Controlling flatulence, however, has never been an easy business, and errant bovine leakages are no exception. Cattle exist in a prolonged state of flatulence that is produced through the actions and effects of an assemblage of bodies (human, animal, vegetal, and microbial), chemicals, and technologies that work within and outside a bovine corpus that is porous and open. Flatulent bovine bodies are not simply passive sites for the assertion of human control, but tenuous zones of encounter that are characterized by the permeability of boundaries and bodily integrity, and by the differentiated sharing of vulnerability and accountability. The affective and material entanglements that form in these zones of encounter are mysterious and resist human efforts at comprehensive knowledge. I was struck by the limits of human attempts to control the other-than-human in reading an interview with one of the project scientists of an EU-funded initiative to reduce methane emissions from cattle. He noted that this would not be an easy process given that the workings of the rumen were “far more complex and hard to understand” than human digestive systems. The scientist’s admission that cows are hard to know was echoed by another researcher, who described the rumen as one of “nature’s wonders” that could adapt quickly to different scientific solutions and return to producing methane in a few weeks. These acknowledgements of partiality in human knowledge of the other-than-human are a powerful reminder of the fact that nature, as Stuart McLean puts it, is an “intimate stranger” which can never be fully brought within the ambit of human desire and understanding.

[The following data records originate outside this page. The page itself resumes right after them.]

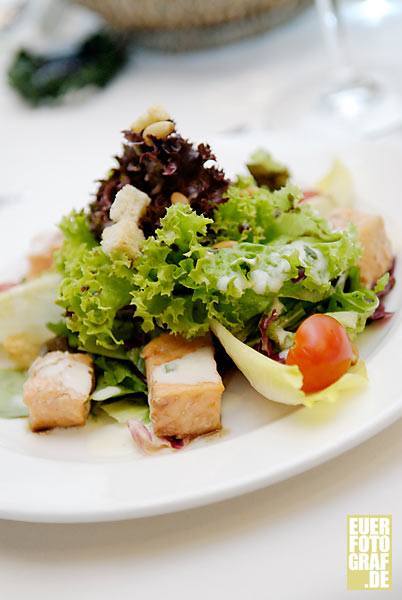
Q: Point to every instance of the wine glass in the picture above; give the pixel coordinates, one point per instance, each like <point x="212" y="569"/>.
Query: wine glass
<point x="350" y="98"/>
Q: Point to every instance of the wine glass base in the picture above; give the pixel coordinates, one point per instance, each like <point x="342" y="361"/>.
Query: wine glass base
<point x="352" y="97"/>
<point x="355" y="106"/>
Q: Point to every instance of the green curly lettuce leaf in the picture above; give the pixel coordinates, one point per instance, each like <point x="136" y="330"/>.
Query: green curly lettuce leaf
<point x="267" y="171"/>
<point x="94" y="287"/>
<point x="116" y="378"/>
<point x="11" y="384"/>
<point x="254" y="214"/>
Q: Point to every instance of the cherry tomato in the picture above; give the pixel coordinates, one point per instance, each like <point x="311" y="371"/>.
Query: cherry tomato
<point x="322" y="351"/>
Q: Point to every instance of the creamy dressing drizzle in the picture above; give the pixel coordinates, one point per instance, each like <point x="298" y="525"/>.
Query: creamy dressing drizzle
<point x="271" y="277"/>
<point x="196" y="367"/>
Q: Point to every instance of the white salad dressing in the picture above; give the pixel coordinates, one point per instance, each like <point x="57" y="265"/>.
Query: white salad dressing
<point x="193" y="368"/>
<point x="72" y="374"/>
<point x="316" y="261"/>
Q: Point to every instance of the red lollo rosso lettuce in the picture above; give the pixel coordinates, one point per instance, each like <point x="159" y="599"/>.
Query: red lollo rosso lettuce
<point x="168" y="166"/>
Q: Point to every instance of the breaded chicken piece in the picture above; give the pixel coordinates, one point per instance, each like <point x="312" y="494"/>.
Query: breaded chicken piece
<point x="57" y="390"/>
<point x="377" y="254"/>
<point x="185" y="388"/>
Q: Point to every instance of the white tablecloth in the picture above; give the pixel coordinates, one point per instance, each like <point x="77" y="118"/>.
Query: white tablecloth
<point x="286" y="542"/>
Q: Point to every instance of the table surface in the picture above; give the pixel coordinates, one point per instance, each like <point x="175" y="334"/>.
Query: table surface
<point x="285" y="542"/>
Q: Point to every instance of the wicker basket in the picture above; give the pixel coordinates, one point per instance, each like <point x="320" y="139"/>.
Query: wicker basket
<point x="177" y="25"/>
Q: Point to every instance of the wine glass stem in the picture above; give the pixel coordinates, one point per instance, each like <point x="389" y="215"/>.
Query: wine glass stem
<point x="334" y="36"/>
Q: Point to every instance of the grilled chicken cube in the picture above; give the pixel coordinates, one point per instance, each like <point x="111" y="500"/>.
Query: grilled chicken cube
<point x="57" y="390"/>
<point x="377" y="257"/>
<point x="185" y="388"/>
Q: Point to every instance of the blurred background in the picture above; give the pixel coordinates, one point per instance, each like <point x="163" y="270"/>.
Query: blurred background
<point x="74" y="74"/>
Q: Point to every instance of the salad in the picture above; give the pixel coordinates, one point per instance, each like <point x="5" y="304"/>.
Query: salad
<point x="176" y="274"/>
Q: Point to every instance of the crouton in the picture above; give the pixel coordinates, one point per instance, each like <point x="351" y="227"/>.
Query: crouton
<point x="124" y="234"/>
<point x="129" y="202"/>
<point x="22" y="349"/>
<point x="41" y="255"/>
<point x="377" y="254"/>
<point x="153" y="115"/>
<point x="185" y="389"/>
<point x="57" y="390"/>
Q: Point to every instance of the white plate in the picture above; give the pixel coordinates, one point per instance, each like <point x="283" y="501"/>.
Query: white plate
<point x="95" y="473"/>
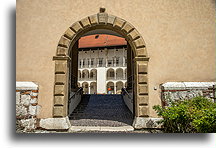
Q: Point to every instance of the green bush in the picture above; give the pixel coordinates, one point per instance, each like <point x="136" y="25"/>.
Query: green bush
<point x="196" y="115"/>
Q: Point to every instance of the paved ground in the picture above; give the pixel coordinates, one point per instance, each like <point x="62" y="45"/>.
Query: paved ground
<point x="101" y="110"/>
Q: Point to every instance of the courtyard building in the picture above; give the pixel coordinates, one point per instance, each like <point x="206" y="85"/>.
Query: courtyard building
<point x="103" y="63"/>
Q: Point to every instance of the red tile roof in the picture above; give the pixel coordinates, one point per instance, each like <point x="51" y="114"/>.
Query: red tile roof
<point x="100" y="40"/>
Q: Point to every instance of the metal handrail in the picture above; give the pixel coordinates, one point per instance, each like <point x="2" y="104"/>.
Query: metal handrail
<point x="124" y="90"/>
<point x="80" y="89"/>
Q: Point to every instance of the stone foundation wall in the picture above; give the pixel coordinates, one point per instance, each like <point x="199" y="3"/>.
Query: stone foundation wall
<point x="27" y="106"/>
<point x="186" y="90"/>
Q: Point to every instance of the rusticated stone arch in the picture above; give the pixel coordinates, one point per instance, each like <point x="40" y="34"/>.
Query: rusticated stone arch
<point x="100" y="20"/>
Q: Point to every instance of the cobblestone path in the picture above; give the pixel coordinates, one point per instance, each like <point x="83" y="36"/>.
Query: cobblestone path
<point x="101" y="110"/>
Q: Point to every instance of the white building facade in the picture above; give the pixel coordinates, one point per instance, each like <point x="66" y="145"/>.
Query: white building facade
<point x="102" y="70"/>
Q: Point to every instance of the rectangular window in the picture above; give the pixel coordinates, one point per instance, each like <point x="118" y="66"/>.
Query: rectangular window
<point x="88" y="62"/>
<point x="100" y="62"/>
<point x="92" y="62"/>
<point x="117" y="61"/>
<point x="83" y="62"/>
<point x="80" y="63"/>
<point x="109" y="62"/>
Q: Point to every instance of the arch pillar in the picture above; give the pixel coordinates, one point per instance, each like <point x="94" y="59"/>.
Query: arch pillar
<point x="141" y="87"/>
<point x="61" y="86"/>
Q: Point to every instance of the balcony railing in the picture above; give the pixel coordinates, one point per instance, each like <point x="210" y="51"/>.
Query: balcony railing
<point x="87" y="79"/>
<point x="116" y="78"/>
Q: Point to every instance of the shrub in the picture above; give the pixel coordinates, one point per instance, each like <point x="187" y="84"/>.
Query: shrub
<point x="196" y="115"/>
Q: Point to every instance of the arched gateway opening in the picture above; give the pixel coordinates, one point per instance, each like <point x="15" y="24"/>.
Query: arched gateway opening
<point x="66" y="64"/>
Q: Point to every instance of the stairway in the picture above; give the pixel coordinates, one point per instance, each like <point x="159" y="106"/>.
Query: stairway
<point x="101" y="110"/>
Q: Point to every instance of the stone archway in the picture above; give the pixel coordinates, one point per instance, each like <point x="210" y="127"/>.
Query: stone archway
<point x="101" y="20"/>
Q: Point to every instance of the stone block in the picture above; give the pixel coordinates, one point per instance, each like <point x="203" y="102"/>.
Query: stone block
<point x="142" y="78"/>
<point x="143" y="111"/>
<point x="59" y="100"/>
<point x="25" y="100"/>
<point x="28" y="124"/>
<point x="76" y="27"/>
<point x="127" y="27"/>
<point x="69" y="33"/>
<point x="93" y="19"/>
<point x="142" y="89"/>
<point x="102" y="18"/>
<point x="139" y="42"/>
<point x="143" y="99"/>
<point x="141" y="52"/>
<point x="118" y="23"/>
<point x="110" y="20"/>
<point x="33" y="110"/>
<point x="85" y="22"/>
<point x="133" y="34"/>
<point x="58" y="111"/>
<point x="55" y="123"/>
<point x="60" y="78"/>
<point x="64" y="42"/>
<point x="59" y="90"/>
<point x="142" y="68"/>
<point x="61" y="66"/>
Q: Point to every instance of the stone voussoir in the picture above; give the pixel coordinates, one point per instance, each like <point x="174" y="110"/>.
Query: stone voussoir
<point x="93" y="19"/>
<point x="65" y="42"/>
<point x="102" y="18"/>
<point x="133" y="34"/>
<point x="69" y="33"/>
<point x="118" y="23"/>
<point x="85" y="22"/>
<point x="110" y="20"/>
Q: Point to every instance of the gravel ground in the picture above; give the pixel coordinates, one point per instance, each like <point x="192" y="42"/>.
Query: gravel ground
<point x="101" y="110"/>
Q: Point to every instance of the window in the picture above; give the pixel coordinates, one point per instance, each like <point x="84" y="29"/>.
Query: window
<point x="117" y="61"/>
<point x="112" y="74"/>
<point x="100" y="62"/>
<point x="88" y="62"/>
<point x="83" y="62"/>
<point x="92" y="62"/>
<point x="80" y="63"/>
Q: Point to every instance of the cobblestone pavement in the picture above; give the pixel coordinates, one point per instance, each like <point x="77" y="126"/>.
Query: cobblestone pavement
<point x="101" y="110"/>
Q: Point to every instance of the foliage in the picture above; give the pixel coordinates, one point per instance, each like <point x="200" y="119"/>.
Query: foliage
<point x="196" y="115"/>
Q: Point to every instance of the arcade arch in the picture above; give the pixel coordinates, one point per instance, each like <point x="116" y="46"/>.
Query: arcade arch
<point x="66" y="61"/>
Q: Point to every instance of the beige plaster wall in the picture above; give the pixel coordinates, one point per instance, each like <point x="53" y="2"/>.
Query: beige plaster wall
<point x="180" y="38"/>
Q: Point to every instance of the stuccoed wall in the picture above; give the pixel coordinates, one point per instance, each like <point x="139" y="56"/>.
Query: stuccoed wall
<point x="186" y="90"/>
<point x="180" y="39"/>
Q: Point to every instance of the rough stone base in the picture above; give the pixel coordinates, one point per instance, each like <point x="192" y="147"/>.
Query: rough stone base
<point x="55" y="123"/>
<point x="146" y="122"/>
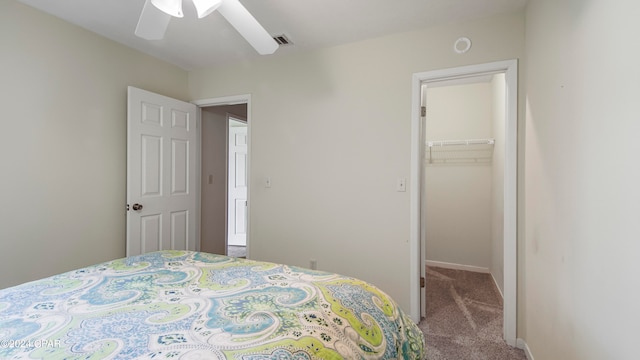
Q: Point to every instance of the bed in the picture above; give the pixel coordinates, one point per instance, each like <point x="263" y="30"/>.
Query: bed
<point x="194" y="305"/>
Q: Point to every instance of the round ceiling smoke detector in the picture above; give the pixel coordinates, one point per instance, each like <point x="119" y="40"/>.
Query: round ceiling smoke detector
<point x="462" y="45"/>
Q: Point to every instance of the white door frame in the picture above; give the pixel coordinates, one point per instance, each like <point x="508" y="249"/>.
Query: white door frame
<point x="219" y="101"/>
<point x="417" y="265"/>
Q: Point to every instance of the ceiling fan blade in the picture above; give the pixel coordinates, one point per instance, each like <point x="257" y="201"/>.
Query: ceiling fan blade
<point x="242" y="20"/>
<point x="153" y="22"/>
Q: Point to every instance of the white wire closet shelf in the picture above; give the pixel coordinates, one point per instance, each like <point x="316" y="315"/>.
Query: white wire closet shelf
<point x="459" y="151"/>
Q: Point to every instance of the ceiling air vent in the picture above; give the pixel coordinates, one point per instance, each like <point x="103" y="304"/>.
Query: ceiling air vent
<point x="282" y="40"/>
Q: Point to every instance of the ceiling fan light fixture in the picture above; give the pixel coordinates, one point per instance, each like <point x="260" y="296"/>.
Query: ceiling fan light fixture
<point x="171" y="7"/>
<point x="206" y="7"/>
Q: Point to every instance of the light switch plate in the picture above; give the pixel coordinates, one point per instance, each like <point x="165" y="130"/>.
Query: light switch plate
<point x="401" y="185"/>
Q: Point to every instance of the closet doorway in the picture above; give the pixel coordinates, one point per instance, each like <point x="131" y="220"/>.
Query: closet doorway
<point x="464" y="175"/>
<point x="224" y="158"/>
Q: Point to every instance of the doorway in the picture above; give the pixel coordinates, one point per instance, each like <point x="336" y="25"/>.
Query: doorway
<point x="219" y="218"/>
<point x="508" y="187"/>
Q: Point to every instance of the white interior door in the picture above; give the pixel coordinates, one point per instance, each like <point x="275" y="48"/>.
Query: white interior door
<point x="161" y="173"/>
<point x="237" y="201"/>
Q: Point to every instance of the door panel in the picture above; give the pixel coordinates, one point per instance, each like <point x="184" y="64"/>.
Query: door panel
<point x="161" y="147"/>
<point x="237" y="213"/>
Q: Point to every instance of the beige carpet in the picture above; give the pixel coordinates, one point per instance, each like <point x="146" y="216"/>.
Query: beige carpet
<point x="464" y="318"/>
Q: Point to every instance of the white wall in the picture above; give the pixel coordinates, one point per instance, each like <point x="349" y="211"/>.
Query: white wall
<point x="458" y="192"/>
<point x="63" y="142"/>
<point x="582" y="176"/>
<point x="332" y="128"/>
<point x="498" y="86"/>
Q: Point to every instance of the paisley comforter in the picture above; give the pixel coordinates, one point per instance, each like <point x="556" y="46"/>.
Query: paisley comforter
<point x="192" y="305"/>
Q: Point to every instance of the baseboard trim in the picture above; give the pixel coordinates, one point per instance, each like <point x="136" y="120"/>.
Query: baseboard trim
<point x="521" y="344"/>
<point x="457" y="266"/>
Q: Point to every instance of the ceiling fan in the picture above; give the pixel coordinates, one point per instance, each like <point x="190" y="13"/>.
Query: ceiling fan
<point x="156" y="15"/>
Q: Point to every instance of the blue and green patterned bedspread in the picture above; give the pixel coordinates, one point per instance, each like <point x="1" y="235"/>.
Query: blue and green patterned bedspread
<point x="192" y="305"/>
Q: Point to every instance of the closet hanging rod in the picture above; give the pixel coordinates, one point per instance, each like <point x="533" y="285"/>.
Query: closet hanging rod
<point x="461" y="142"/>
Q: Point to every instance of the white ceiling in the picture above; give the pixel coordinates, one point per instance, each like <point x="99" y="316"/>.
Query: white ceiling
<point x="310" y="24"/>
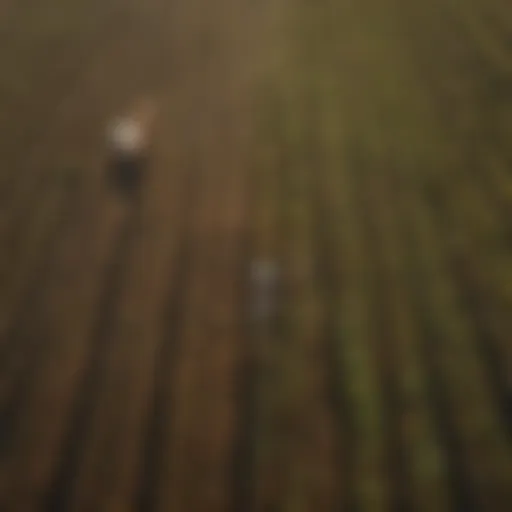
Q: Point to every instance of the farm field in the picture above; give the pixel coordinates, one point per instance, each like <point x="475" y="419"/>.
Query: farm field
<point x="365" y="148"/>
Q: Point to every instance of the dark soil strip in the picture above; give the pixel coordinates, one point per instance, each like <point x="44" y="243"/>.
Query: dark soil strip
<point x="366" y="187"/>
<point x="61" y="489"/>
<point x="249" y="373"/>
<point x="157" y="430"/>
<point x="36" y="137"/>
<point x="21" y="350"/>
<point x="328" y="272"/>
<point x="459" y="479"/>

This tale of bovine flatulence resists Anthropocenic framings in another important way. In India, scientists in the state of Kerala claim that Vechur cattle, an indigenous dwarf species, are not only well suited to hot climates but also produce significantly less methane than crossbred cattle. Clearly, it is not just the undifferentiated category of the human that must be challenged and complicated in accounts of the Anthropocene (cf. Haraway 2015; Bauer and Bhan 2016), but also that of the nonhuman. In other words, not all cows are the same. This was a lesson brought home to me during my fieldwork in the mountain villages of India’s Central Himalayan state of Uttarakhand. A friend named Prabha remarked upon the prodigious appetite and emissions of Jersey cows, which have become popular in the region for the amount of milk they yield, almost twice that of indigenous pahari (mountain) cows. “They’re like the English [angrez]. They eat this much [stretching her hands wide] and shit a lot. Our cows are like us: less goes in, less comes out.” In the supposedly leveled terrain of the Anthropocene, gassiness—both in its everyday origins and in its planetary effects—remains unequally distributed across human and nonhuman bodies.


Bauer, Andrew and Mona Bhan. 2016. “Welfare and the Politics and Historicity of the Anthropocene.” South Atlantic Quarterly 115, no. 1: 61–87.

Chakrabarty, Dipesh. 2009. “The Climate of History: Four Theses.” Critical Inquiry 35, no. 2: 197–222.

Environmental Protection Agency (EPA). 2015. “Inventory of U.S. Greenhouse Gas Emissions and Sinks: 1990–2013.” 

Haraway, Donna. 2015. “Anthropocene, Capitalocene, Plantationocene, Chthulucene: Making Kin.” Environmental Humanities 6: 159–65.

Howarth, Robert W. 2014. “A Bridge to Nowhere: Methane Emissions and the Greenhouse Gas Footprint of Natural Gas.” Energy Science and Engineering 2, no. 2: 48–60.